After months of deteriorating sales, Richmond, Va.-based Circuit City Stores Inc. pulled the plug on its 567 outlets in January as it failed to find a buyer or secure adequate working capital. A few days earlier, the 104-year-old regional department store chain Gottschalks Inc. filed for bankruptcy protection as it sought a buyer or additional capital. Other blow-ups could follow, analysts say, as retail sales remain soft and credit remains tight. Meanwhile, more businesses–even those in far healthier sectors–are bracing for possible cash flow shortages, recent surveys show. Nearly 80% of U.S. companies say economic turmoil has hurt business with 67% citing tightening cash flow as a top concern, according to the Credit Research Foundation, which represents financial and working capital executives of manufacturing and banking companies.

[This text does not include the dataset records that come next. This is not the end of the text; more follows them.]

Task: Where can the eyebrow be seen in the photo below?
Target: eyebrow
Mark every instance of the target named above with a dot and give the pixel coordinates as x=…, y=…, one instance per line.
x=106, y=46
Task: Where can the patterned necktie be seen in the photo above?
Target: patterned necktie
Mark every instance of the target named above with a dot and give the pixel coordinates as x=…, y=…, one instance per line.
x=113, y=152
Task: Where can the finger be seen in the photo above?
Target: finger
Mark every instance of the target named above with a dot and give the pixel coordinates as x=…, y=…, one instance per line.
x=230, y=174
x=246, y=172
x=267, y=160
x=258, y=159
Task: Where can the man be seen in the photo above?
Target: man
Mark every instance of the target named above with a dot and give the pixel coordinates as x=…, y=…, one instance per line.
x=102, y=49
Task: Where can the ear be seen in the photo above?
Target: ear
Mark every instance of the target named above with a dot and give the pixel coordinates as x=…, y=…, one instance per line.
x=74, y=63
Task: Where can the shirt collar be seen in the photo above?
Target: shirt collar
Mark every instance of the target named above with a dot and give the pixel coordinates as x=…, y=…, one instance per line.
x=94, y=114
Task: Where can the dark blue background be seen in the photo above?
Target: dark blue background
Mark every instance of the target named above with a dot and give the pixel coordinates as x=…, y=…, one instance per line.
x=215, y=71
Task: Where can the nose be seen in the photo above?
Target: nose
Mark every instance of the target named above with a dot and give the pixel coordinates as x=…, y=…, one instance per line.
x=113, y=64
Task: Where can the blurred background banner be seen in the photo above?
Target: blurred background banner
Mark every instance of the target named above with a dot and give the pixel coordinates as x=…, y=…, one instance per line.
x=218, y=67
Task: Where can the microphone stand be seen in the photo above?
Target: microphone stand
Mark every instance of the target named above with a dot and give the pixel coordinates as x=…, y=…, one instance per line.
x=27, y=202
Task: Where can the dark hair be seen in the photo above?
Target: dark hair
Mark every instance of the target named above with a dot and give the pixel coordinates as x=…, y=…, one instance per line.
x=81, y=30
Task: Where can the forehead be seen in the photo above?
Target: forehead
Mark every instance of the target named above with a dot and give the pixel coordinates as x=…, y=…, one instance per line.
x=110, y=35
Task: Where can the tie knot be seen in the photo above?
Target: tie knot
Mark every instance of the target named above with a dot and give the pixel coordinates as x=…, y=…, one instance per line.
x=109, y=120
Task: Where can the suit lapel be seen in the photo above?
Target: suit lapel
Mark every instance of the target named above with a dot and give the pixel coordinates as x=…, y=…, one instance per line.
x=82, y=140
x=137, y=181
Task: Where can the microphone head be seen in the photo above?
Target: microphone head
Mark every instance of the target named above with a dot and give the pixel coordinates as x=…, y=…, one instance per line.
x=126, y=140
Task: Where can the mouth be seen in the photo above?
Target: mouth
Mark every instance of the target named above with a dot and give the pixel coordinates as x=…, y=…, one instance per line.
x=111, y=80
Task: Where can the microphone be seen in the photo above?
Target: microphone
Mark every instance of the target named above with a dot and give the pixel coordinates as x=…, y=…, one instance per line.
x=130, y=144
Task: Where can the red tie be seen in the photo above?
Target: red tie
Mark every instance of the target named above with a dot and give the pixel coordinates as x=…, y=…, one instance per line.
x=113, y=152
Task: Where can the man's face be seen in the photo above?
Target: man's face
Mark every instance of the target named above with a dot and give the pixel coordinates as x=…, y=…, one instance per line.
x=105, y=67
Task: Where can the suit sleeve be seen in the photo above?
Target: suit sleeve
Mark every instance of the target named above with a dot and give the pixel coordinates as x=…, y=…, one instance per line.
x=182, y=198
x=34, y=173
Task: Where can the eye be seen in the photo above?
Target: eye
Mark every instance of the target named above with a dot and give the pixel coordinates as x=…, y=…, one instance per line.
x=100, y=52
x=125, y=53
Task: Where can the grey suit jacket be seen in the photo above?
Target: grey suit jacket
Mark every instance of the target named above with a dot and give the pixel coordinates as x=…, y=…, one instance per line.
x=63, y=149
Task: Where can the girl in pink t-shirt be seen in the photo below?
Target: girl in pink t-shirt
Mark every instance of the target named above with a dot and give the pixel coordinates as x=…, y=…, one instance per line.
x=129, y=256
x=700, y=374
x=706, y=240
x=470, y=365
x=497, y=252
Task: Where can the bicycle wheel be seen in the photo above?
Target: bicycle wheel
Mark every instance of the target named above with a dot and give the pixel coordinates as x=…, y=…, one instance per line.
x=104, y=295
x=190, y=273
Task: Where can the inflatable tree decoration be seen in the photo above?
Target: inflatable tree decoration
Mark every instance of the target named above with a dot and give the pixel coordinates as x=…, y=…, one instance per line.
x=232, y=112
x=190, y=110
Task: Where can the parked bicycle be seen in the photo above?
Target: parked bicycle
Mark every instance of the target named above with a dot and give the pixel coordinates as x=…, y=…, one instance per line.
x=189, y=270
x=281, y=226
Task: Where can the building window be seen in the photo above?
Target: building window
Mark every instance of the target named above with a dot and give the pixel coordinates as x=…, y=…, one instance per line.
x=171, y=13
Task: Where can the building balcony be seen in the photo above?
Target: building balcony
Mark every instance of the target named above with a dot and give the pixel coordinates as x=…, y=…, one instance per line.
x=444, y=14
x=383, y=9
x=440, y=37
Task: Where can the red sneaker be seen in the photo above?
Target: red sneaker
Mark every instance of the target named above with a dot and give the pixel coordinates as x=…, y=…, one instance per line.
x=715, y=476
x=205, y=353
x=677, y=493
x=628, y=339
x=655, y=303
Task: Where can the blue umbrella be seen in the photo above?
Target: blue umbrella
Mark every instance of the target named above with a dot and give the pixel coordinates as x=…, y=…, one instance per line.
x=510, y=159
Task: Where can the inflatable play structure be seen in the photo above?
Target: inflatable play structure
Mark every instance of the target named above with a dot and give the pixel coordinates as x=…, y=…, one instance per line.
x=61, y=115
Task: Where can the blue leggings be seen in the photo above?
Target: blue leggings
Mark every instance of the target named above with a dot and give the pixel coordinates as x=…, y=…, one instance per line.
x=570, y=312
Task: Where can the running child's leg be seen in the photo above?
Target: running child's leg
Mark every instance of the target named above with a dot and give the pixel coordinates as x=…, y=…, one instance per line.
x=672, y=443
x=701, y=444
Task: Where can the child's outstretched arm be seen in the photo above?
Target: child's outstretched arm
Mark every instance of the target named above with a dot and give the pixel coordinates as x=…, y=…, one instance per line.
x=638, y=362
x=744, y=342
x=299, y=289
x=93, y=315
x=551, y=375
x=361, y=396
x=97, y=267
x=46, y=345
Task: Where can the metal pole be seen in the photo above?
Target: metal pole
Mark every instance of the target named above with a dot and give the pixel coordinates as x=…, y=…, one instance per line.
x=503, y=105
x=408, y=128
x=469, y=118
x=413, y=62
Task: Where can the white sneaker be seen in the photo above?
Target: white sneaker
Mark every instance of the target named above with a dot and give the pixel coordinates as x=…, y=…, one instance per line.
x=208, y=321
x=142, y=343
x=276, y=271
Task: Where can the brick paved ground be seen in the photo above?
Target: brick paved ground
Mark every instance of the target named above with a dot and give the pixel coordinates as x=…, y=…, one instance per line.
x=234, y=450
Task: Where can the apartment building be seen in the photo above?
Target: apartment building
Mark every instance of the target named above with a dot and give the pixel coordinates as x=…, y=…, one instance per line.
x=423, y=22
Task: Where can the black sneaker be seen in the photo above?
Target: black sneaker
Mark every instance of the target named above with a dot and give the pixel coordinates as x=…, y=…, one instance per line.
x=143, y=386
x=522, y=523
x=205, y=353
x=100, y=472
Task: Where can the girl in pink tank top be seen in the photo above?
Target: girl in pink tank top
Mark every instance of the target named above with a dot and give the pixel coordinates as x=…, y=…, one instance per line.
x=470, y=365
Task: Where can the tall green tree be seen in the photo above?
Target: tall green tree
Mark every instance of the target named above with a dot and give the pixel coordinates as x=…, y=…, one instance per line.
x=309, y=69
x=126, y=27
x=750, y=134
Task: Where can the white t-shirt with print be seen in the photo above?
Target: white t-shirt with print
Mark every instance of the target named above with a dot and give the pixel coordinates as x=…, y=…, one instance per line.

This finding is backed up by a KPMG LLP poll showing that slightly more than 80% of the 550 U.S. and European senior financial executives surveyed cited working capital management as their highest, or high, priority. That’s not surprising considering two-thirds reported flat or deteriorating capital, compared with three years ago and only 37% of those respondents had a working capital improvement program in place during the past five years. Of those who lacked a program, 70% predicted working capital will stay the same or decrease. “There is no doubt that companies have heightened cash management concerns today as compared to just a few months ago,” says Brad Hillier, a managing director in KPMG’s advisory services practice.